Portland General Electric Company v. City of West Linn

Summarized by:

  • Court: Oregon Land Use Board of Appeals
  • Area(s) of Law: Land Use
  • Date Filed: 03-06-2019
  • Case #: 2018-119
  • Judge(s)/Court Below: Opinion by Ryan
  • Full Text Opinion

Under ORS 197.803(3)(b), a person adversely affected by a local land use decision may not delay the 21-day appeal period by simply failing to read the decision, recognize that it could be a land use decision, or timely transmit a copy to its attorney. Possession of a copy of the decision is sufficient to establish that the person “knew” of the decision for purposes of the statute.

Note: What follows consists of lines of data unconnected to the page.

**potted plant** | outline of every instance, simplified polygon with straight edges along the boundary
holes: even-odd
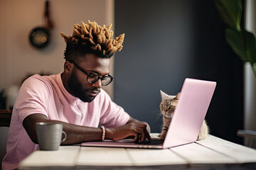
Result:
[[[245,63],[250,62],[256,76],[255,37],[240,26],[242,5],[241,0],[213,0],[228,28],[225,38],[233,50]]]

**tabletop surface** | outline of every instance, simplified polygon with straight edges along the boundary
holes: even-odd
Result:
[[[213,135],[165,149],[62,146],[36,151],[18,169],[256,169],[256,150]]]

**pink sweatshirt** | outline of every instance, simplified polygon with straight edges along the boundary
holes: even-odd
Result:
[[[14,104],[3,169],[17,168],[18,163],[37,149],[22,123],[29,115],[41,113],[49,120],[58,120],[79,125],[114,128],[124,125],[129,115],[112,102],[104,91],[91,103],[73,96],[64,88],[58,75],[36,74],[24,81]]]

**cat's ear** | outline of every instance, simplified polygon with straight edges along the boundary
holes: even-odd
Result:
[[[160,90],[160,93],[161,93],[161,96],[162,98],[167,98],[169,96],[167,94],[164,93],[161,90]]]
[[[178,100],[181,96],[181,92],[178,93],[176,96],[174,98],[176,100]]]

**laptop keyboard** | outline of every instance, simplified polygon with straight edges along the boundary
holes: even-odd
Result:
[[[163,140],[145,140],[142,142],[136,142],[136,144],[150,144],[150,145],[158,145],[164,143]]]

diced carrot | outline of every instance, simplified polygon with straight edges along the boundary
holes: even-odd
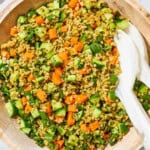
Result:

Petitioner appeals a city decision determining that a fishing platform proposed to be erected adjacent to petitioner’s hydropower facility is not regulated by the city’s comprehensive plan or zoning ordinance. OAR 635-041-0610(3)(c)(B) authorizes the Confederated Tribes of the Grand Ronde Community of Oregon (Tribes) to harvest fish from a platform to be constructed at a location mutually agreed on by the Tribes and the Oregon Department of State Lands (DSL). In their application to DSL, the Tribes were required to include a Certificate of Compliance from the local planning authority. In signing the Tribes’ application, the city’s planning manager indicated that the project was not regulated by the local comprehensive plan or zoning ordinance. Fourteen days after the Tribes submitted their application to DSL, petitioner received a copy. Twenty-six days later, petitioner transmitted a copy to its attorney. Seven days after that, petitioner received notice from its attorney that the application could constitute a land use decision. Three days later, petitioner filed its Notice of Intent to Appeal (NITA).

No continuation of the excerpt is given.